Talking about new elements in Kadak Badshahi 2.0, Chandran, said, “In the new version, we have a longer piece on the Navnirman Movement. In the previous versions, it was only for a few minutes, but this time it is about 10 minutes. We want people to remember that the students movement which found its roots in Ahmedabad ultimately lead to the Emergency.”
Manishi Jani, one of the leaders in the Navnirman Movement who has been playing himself in the previous versions of the play, said, “This time we might be possibly bringing in other movements which have happened in Ahmedababd in the past. I will get to know that as soon as we start rehearsals.”
Padma Shri award winning architect B V Doshi, who had been a narrator in the previous version, said, “I will be doing a similar role and talking about the heritage of the city. The performance will also look into pols and stories around them. The pols should not only be remembered, but also replicated and through this play we will be able to tell people about the rich legacy around the pols.”
The money that will be raised in the shows will be used for the rebuilding of Natarani — a venue in Darpana Academy which is hub of national and international arts.
The uniqueness of Kadak Badshahi is that it brings together the Who’s Who of the city’s arts and culture – many who have never before performed together.
Kadak Badshahi, which takes its name from a brewed tea favoured by the founder of the city Ahmed Shah Badshah, has roots in Darpana’s celebration of Ahmedabad’s 600th year by members of Darpana Academy of Performing Arts in 2011 — called ‘600 Not Out’.
In one of the events, actors would read poems on Ahmedabad while painters would paint as the poems were read. Kadak Badshahi was a part of this larger event. It included photo and short film competitions in the city of Ahmedabad. The entire event lasted for three days and Kadak was performed in Natarani.
In the 2015 version, the directors Yadavan Chandran, Mallika Sarabhai and Nisarg Trivedi reconstructed the play which ran for three seasons and 33 continuous full-house nights. Over 100 actors from Ahmedabad came together for Kadak Badshahi.

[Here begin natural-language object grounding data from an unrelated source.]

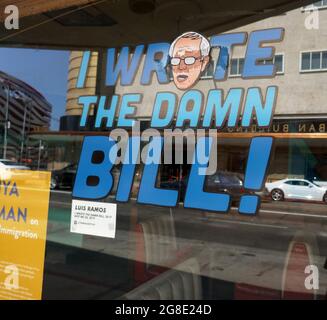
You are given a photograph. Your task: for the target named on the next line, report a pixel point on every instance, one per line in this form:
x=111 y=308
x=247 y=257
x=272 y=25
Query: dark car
x=176 y=184
x=219 y=182
x=225 y=181
x=63 y=178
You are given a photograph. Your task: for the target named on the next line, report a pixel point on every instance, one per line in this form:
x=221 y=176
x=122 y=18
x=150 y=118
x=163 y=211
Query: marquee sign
x=187 y=57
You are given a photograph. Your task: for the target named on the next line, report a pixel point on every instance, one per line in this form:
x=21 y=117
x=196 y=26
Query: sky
x=44 y=70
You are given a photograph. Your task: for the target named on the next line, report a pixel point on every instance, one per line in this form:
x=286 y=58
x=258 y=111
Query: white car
x=296 y=189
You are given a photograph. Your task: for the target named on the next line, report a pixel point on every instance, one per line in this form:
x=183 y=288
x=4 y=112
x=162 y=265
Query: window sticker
x=24 y=204
x=94 y=218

“Ahmedabad is famous for its chai. And when there were mills in the city, chai became popular with people and tea vendors gave various names to their chai. One of it was Kadak Badshahi chai and we used it as a metaphor for the people of Ahmedabad. The idea of the performance is to celebrate the lesser known people who have shaped the city of Ahmedabad. Everyone speaks about Ahmed Shah or Manek Baba but not many know about the mill workers and Majoor Mahajan who got reforms or students who brought a revolution,” said Nisarg Trivedi.